A Tweet from ‘Oscar PR Girl’  in an article  ‘How the Internet has Changed Fashion PR’  published in on-line fashion magazine ‘the high low’,  sets out the story  of the changing landscape.  Oscar PR girl points out that ‘the internet has cracked open the door of a very exclusive club’ .   As little as five years ago,  she says, PR companies operated very differently. Oscar girl makes the point that in the past the only people who mattered were magazine editors who held the invites to parties and events, and who in return were entertained lavishly around the clock.

But the  days  of the traditional PR’s are over.   Now the ‘engagement’ calendar of a successful fashion  publicist is likely to be an engagement with a  social media expert.  The digital age has ushered in a new era in fashion public relations. The landscape has changed. And it is not nearly as pretty.  It is now all about helping clients to maximize and manage their presence in the constantly changing,  rapidly evolving digital fashion communications  world.  The digital PR has replaced the  handy little ‘black book’  with an ipad loaded with all the social media apps.

Yesterday it was lunch in the fast lane. Today  in the digital age it is speed learning on how to master the social buzz , the twenty four hour information stream.  Lunch with the Anna Wintour’s of this world  is now more likely to be sharing a sandwich hunched  over a Mac with a technology whiz boning up on social media expertise. Even the guest lists to fashion events are likely to be digital – a name on an ipad.  Well, it’s  not quite the same is it?

Brain Phillips, CEO of Black Frame, which represents top fashion labels like Nike and Rodarte,  says that the PR’ s job is now ‘24/7’. He points out that  timeline boundaries on news no longer exist because of the availability to feed and fill websites, blogs and Twitter at all times. According to Phillips, platforms like Facebook and Twitter have democratized fashion and have become accepted as ‘legitimate PR value’.

High profile PR man Daniel Marks, director of London based The Communications Store, which represents clients who works with high profile clients  like Net-a-Porter,  is a prolific Tweeter using Twitter for PR purposes extensively. In his view the digital revolution  has created  extraordinary resources for Public Relations.

And then there is the traditional  role of the PR expert in damage control or reputation management being turned into a pressure cooker environment.   In the pre-internet public relations world protecting a client  was always of matter requiring urgent attention.  But there is urgency and there is urgency.

Damage control was traditionally   played out against a backdrop of traditional news  and magazine outlets.
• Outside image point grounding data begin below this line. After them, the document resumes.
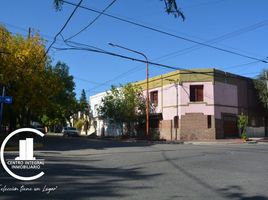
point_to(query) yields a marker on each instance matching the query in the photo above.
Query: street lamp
(147, 82)
(176, 83)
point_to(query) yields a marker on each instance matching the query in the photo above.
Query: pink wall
(224, 95)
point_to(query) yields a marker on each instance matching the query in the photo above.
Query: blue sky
(205, 20)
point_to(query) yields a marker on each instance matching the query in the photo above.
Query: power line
(169, 34)
(93, 21)
(217, 39)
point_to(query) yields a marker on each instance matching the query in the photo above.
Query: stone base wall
(192, 126)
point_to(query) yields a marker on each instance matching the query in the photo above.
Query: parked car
(70, 132)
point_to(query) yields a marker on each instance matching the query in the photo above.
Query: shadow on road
(231, 192)
(67, 144)
(76, 179)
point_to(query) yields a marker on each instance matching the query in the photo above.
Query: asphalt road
(80, 168)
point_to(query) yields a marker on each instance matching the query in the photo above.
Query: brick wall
(166, 129)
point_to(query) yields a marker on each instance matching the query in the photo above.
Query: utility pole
(266, 81)
(2, 107)
(147, 85)
(177, 106)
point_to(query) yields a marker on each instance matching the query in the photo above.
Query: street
(82, 168)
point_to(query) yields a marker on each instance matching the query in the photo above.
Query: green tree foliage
(85, 117)
(63, 103)
(261, 85)
(39, 91)
(25, 75)
(83, 104)
(125, 104)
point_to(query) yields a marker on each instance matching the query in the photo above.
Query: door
(230, 126)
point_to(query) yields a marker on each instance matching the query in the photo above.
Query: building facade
(202, 104)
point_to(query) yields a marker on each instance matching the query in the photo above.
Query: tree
(62, 104)
(261, 85)
(85, 120)
(171, 7)
(242, 125)
(25, 75)
(40, 91)
(125, 104)
(83, 104)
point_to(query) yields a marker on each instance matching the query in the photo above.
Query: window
(196, 93)
(209, 121)
(154, 97)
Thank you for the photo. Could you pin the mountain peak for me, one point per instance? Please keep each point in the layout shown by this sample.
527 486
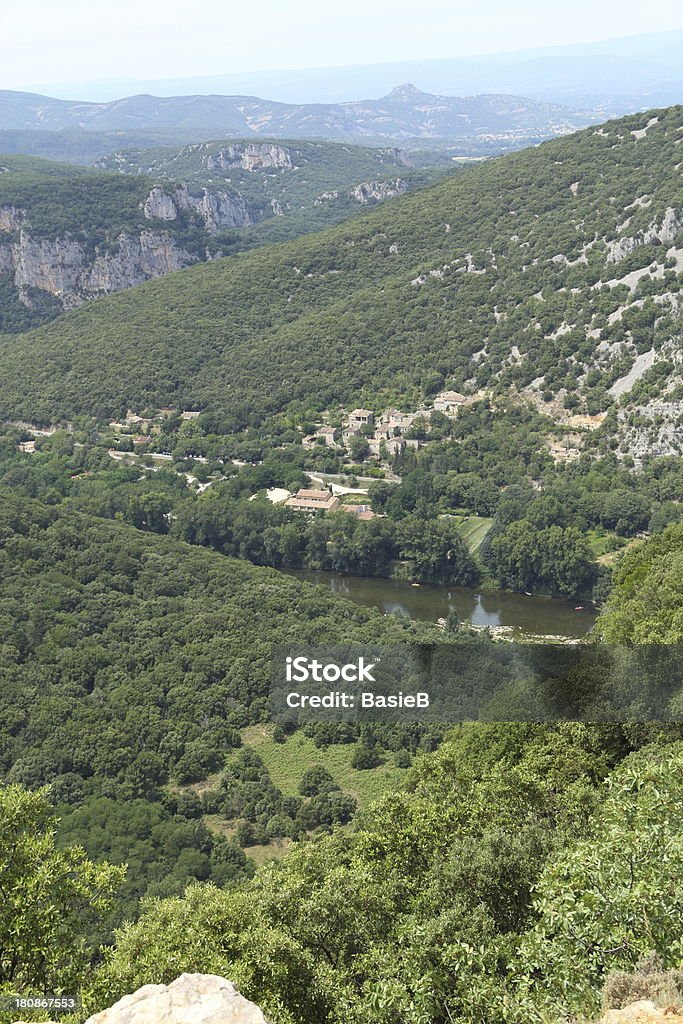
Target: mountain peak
407 93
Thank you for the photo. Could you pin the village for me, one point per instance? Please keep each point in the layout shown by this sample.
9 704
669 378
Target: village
366 437
360 440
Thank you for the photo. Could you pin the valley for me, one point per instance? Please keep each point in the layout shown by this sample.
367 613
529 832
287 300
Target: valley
275 374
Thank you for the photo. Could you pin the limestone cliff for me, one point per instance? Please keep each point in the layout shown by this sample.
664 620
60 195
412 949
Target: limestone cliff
217 209
68 269
191 998
250 157
72 269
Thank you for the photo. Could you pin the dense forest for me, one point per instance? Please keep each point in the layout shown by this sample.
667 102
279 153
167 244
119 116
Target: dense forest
556 265
346 871
129 664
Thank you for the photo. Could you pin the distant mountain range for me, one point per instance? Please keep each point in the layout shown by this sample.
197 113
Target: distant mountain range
610 77
554 272
485 123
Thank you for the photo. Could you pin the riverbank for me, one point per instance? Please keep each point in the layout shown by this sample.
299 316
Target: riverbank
514 615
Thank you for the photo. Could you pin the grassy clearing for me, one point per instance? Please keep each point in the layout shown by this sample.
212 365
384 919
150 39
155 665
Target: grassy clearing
287 763
473 529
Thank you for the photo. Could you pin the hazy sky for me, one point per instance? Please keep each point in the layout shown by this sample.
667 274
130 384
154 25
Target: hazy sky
53 41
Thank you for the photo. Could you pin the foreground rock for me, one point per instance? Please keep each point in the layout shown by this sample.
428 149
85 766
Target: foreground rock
191 998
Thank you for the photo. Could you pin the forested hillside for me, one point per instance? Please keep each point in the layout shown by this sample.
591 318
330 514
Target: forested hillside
554 271
646 604
68 235
129 664
522 869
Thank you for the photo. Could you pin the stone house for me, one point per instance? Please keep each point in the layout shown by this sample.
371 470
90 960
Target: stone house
449 402
309 500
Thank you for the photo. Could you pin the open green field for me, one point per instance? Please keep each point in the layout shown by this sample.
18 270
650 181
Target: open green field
605 545
287 762
473 529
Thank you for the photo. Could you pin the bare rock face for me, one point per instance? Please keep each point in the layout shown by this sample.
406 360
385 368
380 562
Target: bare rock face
250 157
375 192
217 208
643 1012
191 998
657 233
65 268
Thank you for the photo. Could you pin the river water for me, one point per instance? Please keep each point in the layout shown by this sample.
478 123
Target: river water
531 616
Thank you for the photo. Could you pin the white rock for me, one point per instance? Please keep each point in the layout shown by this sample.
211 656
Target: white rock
191 998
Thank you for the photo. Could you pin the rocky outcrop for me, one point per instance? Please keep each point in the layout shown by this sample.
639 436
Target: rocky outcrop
11 218
655 233
376 192
68 269
191 998
217 208
643 1012
250 157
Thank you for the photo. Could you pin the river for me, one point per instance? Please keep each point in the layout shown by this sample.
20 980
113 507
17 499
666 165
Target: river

Phoning around to media contacts to try to stem the flow or reframe the problem is one thing.  Managing the  digital world of today’s public media is another.

A good PR expert now has to put on the brakes or reframe the problem against the background of an always-on communications cycle.   The problem of rapid response reputation management has taken on new dimensions. Part of the standard PR  job description  now includes as an essential skill, mastery of the digital media.

A recent example which demonstrates how fashion public relations firms have been especially challenged, as they try to manage the flow of information response  in the current technology charged communications cyber world concerns  the high profile fashion house of Dior.

When the rumor machine at Dior, fuelled initially by little more than gossip, but  turbo- charged by social media, about who would take over from  John Galliano as creative director,  Dior’s publicists  had to swing into immediate action working in a pressure cooker environment.

Who knows what the next ‘big thing’ in  fashion  PR land will be. Whatever the digital future brings one thing is certain. The good old PR days are gone forever.  It remains to be seen how fashion public relations firms will step up to meet the challenge as they try to manage the flow of information in the increasingly complex technological digital age world.